I have identified 4 types of referendum:
Citizens initiated referendum.
Politicians' initiated referendum; eg Winston Peters' referendum on compulsory retirement savings.
'Expert' initiated referendum.
Referendum to amend a nation's constitution.
The first two types are inherently flawed. Both the 1999 citizens initiated referendums were flawed, in that neither
addressed an issue which anyone who was properly informed believed to be an issue of importance.
The second political type includes the half-baked 1990 referendum about whether we should switch to a 4-year electoral
cycle. The unfortunate Australian referendum on becoming a republic was also of this flawed type.
The fourth type - eg the 1993 referendum on MMP - is both a safeguard and a means to make overdue constitutional change
when other means are not possible. The British referendums on joining Europe (1974) and on devolution (1979 and 1998)
were also essentially of this type. (A footnote though is that a late political intrusion into the 1979 referendum
caused the Callaghan minority Labour Government to fall five months early, enabling Margaret Thatcher to gain an easy
victory in a contest that would otherwise have been close-fought. More Scots voted for devolution than against it. But
marginally fewer than 40% of registered voters in Scotland voted "yes". It was this impasse that precipitated the 1979
election in Britain.)
It is the third type of referendum that I am especially in favour of. The Onehunga referendum was of this type. Public
Health experts designed a proposal based on their relatively informed understanding of children's dental health, and
that proposal was then put to the affected people to ratify. It was not ratified.
Another example of the expert-initiated referendum was the 1992 poll on the first-past-the-post (FPP) electoral system.
The proposal to reject FPP was ratified. The referendum represented an opportunity for the public to have their say on a
matter that was first identified as a problem by political scientists; the experts in that particular field. Experts and
well- informed activists had previously presented sound arguments to a number of forums, not least to the 1986 Royal
Commission on Electoral Reform.
My conclusion is that citizen's initiated referendums, and other overtly political referendums, are not only a waste of
time and money; they actually pervert democracy. Expert-initiated referendums, on the other hand, enhance democracy. We
need more of them, whether at a national or a local level.
It should be left to the well-informed to initiate proposals for change. It is then the role of the citizenry to say
"ye" or "nay".
We might consider this with respect to two issues on this year's agenda. One is the review of MMP. Unfortunately the
review is being conducted by a political committee. The review should have been done by a commission of independent
experts. A referendum on some aspect of MMP would then be recommended if these politically-independent experts
identified any real problem. Such a committee of experts would not consider any kind of change to the status quo (which
is now MMP) unless they had been able to carefully and logically argue for an alternative. So far, those who claim to be
opposed to MMP have not come close to demonstrating that some other system is superior to MMP.
The second issue is that relating to "party-hopping" by MPs. Few if any independent experts have suggested that
"party-hopping" is a problem that needs legislative redress.

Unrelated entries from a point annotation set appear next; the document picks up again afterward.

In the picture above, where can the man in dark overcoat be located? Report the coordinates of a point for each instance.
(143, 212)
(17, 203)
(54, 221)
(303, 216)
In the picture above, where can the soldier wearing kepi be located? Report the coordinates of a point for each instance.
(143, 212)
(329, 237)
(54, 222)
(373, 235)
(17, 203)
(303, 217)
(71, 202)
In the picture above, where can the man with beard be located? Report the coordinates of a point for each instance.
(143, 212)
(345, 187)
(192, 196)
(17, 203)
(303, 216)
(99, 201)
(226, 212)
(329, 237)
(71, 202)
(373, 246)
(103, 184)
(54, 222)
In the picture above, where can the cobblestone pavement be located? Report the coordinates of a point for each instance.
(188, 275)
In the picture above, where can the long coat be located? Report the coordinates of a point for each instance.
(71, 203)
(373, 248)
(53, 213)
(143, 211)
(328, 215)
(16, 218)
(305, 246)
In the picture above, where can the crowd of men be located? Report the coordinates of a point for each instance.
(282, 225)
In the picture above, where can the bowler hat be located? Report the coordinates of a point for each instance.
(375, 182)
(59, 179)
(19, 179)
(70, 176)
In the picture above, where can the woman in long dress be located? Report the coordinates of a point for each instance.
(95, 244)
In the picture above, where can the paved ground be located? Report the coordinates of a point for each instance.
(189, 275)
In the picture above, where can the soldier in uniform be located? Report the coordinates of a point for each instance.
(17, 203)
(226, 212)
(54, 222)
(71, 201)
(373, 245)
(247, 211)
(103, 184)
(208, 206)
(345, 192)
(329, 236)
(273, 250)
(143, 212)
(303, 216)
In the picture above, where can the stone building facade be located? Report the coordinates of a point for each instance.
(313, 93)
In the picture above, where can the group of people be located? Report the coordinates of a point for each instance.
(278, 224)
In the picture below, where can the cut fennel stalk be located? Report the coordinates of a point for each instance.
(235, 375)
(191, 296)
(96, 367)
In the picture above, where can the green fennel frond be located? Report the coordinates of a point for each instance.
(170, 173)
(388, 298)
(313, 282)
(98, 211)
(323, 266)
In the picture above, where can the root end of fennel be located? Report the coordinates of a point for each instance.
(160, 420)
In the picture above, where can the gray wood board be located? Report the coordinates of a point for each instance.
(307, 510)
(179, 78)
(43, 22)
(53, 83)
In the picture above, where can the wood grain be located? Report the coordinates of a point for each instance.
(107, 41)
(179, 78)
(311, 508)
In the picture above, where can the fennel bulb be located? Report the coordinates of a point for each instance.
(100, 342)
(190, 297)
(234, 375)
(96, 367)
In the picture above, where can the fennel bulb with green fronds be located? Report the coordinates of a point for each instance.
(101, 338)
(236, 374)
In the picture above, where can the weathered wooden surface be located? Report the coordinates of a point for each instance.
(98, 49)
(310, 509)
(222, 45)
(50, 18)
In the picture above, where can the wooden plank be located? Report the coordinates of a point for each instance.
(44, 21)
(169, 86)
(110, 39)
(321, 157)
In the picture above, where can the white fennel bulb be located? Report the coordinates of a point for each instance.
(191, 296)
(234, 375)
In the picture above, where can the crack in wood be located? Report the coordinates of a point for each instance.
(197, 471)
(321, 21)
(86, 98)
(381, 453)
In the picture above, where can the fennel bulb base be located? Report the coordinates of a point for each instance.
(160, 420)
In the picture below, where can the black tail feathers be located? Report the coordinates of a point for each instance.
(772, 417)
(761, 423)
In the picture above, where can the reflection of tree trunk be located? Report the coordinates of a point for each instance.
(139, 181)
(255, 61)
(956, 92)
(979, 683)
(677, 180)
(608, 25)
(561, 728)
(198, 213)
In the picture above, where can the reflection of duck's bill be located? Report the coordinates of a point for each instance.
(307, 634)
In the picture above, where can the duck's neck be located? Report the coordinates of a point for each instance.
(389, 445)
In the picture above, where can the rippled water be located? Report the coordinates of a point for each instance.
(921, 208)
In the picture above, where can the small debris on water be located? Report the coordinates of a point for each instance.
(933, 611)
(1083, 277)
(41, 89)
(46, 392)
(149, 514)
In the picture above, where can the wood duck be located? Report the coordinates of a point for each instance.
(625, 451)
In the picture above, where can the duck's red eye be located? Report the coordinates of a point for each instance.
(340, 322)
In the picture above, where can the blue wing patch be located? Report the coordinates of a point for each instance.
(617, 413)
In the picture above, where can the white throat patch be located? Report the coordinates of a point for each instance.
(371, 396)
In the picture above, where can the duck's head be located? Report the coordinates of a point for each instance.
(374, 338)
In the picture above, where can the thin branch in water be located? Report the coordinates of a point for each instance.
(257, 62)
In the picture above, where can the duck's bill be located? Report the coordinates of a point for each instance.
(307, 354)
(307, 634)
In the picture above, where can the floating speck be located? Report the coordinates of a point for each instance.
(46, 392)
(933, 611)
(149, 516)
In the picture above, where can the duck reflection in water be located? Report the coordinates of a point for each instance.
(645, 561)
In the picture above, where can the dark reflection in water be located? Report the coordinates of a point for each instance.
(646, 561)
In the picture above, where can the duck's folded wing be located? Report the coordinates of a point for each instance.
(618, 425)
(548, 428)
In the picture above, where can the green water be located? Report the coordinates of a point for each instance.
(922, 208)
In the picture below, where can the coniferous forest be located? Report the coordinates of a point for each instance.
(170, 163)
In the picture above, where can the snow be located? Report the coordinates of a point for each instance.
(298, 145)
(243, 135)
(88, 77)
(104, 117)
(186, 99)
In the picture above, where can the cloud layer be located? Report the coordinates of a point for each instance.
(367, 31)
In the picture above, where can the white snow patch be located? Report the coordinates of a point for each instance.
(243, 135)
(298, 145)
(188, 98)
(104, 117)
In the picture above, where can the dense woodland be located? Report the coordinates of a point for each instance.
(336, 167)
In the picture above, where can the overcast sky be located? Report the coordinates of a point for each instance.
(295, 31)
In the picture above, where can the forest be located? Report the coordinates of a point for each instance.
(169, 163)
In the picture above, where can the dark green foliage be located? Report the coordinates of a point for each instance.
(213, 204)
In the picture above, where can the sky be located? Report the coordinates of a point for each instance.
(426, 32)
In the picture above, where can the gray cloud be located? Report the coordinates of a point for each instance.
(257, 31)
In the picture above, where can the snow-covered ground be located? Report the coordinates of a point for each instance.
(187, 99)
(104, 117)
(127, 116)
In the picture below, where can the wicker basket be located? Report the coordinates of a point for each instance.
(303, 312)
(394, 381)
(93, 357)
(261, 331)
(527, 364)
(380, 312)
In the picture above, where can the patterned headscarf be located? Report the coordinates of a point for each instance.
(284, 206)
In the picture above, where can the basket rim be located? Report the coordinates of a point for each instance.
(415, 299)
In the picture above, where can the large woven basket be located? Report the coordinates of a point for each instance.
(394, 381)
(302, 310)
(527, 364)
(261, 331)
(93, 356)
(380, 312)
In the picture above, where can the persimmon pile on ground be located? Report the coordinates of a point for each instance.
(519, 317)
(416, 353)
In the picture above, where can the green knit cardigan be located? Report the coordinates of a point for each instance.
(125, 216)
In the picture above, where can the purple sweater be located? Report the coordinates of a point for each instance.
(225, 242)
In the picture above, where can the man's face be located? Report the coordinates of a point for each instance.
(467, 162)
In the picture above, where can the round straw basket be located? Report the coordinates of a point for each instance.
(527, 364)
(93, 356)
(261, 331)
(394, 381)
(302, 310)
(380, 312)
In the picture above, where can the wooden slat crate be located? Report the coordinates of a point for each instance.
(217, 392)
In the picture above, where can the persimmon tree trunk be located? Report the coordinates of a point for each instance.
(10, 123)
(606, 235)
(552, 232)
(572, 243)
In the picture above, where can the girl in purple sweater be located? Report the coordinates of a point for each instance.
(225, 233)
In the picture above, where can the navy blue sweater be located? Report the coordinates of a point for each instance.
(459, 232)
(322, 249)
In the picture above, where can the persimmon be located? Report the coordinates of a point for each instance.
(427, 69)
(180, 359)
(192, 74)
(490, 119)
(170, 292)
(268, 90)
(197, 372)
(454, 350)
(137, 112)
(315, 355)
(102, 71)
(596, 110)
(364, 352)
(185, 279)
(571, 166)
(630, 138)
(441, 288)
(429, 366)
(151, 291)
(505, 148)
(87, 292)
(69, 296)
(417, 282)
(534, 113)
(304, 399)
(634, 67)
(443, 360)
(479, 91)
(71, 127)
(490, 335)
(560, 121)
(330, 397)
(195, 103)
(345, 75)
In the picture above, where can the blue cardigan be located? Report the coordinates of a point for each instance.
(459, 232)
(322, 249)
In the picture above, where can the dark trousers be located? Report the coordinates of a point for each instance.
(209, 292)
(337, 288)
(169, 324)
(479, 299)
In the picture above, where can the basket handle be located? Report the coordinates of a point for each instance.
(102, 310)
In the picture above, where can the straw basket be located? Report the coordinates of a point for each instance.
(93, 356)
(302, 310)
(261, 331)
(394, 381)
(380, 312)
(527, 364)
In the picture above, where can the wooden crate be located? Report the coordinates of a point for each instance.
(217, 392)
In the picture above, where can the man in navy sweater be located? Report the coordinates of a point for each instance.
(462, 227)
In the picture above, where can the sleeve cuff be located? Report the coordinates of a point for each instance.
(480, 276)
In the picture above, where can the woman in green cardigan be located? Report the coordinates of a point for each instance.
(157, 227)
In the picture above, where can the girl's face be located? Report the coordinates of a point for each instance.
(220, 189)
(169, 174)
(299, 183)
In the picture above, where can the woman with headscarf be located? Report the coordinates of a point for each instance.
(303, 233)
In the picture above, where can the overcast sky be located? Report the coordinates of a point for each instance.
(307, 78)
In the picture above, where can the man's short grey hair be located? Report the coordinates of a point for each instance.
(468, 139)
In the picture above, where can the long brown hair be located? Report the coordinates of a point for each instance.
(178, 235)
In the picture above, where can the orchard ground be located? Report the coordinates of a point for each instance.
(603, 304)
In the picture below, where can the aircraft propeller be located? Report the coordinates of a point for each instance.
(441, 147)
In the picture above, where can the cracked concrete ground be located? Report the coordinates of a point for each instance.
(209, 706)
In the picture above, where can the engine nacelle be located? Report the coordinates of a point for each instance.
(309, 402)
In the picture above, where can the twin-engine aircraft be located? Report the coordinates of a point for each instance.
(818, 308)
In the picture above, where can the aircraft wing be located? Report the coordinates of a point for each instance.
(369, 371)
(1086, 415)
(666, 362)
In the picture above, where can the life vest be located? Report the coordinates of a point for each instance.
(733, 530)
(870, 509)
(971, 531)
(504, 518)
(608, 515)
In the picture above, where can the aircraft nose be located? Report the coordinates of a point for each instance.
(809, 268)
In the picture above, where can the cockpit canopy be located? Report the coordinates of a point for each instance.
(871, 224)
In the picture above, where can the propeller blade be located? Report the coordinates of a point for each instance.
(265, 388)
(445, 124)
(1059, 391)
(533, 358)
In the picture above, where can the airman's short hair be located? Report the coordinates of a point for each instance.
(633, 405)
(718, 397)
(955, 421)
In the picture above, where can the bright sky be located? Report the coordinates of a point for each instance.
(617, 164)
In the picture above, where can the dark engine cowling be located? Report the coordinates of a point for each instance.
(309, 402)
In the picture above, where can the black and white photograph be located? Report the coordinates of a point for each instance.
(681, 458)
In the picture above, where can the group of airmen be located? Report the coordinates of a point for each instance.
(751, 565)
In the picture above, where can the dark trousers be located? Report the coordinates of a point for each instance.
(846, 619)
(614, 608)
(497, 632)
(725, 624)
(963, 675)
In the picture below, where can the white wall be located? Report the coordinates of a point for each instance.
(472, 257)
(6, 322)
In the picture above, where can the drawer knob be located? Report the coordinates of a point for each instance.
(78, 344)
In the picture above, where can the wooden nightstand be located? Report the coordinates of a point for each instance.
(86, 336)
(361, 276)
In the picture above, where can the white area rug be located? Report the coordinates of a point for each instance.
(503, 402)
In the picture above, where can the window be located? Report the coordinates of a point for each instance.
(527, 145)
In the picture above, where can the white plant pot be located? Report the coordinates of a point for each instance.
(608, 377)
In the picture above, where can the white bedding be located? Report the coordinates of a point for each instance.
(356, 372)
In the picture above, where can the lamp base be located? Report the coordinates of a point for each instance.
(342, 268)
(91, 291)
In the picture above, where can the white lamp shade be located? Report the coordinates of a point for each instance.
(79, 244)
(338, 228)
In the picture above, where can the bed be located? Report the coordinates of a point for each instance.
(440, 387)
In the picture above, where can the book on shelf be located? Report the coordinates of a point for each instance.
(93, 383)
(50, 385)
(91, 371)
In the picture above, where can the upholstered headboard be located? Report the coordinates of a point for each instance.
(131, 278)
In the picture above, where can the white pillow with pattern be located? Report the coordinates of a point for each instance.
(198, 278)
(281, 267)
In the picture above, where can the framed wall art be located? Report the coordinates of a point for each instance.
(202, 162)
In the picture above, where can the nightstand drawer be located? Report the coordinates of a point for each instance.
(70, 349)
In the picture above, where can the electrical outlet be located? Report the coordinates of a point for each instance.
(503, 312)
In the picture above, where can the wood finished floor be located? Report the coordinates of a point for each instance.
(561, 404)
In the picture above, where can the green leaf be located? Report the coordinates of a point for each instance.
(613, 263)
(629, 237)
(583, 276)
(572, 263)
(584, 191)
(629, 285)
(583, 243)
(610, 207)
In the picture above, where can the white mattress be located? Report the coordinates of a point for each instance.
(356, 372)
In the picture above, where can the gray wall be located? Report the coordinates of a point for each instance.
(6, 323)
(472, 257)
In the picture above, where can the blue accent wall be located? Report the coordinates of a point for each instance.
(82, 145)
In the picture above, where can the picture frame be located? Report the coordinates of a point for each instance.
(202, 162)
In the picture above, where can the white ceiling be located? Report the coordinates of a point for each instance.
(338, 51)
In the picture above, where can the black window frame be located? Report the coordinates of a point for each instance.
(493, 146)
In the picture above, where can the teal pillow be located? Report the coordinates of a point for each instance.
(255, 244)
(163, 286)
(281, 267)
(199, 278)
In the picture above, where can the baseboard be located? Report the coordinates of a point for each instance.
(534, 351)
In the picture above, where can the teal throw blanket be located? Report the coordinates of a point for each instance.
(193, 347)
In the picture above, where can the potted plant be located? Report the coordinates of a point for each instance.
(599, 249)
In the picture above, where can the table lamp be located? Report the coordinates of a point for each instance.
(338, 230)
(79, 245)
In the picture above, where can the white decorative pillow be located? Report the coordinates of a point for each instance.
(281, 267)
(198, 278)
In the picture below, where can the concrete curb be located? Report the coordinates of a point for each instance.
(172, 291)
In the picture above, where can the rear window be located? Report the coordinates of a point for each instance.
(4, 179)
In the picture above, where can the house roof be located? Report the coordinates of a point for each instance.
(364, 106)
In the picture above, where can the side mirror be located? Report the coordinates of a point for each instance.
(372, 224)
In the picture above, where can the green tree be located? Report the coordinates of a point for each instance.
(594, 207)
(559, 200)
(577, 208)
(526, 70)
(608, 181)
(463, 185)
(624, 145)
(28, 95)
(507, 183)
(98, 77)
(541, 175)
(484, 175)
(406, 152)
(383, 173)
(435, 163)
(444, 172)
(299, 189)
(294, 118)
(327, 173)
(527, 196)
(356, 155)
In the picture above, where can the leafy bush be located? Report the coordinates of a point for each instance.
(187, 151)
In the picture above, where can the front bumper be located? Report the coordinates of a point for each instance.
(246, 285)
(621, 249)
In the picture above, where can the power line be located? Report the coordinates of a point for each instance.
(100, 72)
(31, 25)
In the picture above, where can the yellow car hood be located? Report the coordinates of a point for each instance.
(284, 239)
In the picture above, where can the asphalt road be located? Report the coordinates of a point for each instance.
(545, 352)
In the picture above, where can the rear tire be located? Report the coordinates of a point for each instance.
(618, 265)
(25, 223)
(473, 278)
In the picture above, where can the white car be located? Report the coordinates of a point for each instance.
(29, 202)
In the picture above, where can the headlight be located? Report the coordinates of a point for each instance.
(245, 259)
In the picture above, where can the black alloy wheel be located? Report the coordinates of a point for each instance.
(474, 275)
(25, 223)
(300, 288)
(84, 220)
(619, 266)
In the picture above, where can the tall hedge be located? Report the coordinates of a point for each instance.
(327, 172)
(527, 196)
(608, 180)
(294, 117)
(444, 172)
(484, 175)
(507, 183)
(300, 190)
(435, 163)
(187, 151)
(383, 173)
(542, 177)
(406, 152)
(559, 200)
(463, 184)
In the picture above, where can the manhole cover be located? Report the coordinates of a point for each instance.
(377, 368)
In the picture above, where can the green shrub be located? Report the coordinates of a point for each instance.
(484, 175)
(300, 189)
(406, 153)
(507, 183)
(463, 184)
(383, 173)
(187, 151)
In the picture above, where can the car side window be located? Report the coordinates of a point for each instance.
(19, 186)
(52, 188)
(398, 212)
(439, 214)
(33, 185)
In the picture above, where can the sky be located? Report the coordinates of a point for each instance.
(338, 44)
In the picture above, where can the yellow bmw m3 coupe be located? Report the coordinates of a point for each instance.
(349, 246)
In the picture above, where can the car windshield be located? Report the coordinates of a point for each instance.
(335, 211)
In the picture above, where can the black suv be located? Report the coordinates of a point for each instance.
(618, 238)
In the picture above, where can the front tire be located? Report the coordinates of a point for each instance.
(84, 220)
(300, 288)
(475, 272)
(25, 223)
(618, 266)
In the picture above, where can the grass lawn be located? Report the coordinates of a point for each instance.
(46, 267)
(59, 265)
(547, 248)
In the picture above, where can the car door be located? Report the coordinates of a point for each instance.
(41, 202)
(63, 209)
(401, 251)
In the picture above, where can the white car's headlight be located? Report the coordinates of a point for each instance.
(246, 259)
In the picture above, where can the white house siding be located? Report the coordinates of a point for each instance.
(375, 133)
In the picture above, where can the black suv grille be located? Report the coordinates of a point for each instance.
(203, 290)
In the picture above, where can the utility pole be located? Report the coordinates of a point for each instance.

Rather, the intent to deal to a non-problem is the
constitutional issue. Any change in the relationships between political parties, MPs, and the institution of Parliament
should be initiated by people who understand the place of Parliament in the wider polity. This issue should be allowed
to die because it is not being initiated by people who are both politically independent and informed. It is not worthy
of a referendum. It will be a democratic travesty if the proposed party-hopping legislation - The Electoral Integrity
Amendment Bill - is passed. Political power will pass from Parliament to the political parties.
Referendums have an important place in any democratic society if they address real issues that have been identified by
informed people. Public health measures to minimise children's tooth decay are real and vital issues which require the
consent of the public whose children and grandchildren stand to benefit from such measures. In these cases, the public
are right, even when they may be wrong. 10 Auckland City Councillors and 1 Mayor know just what I mean.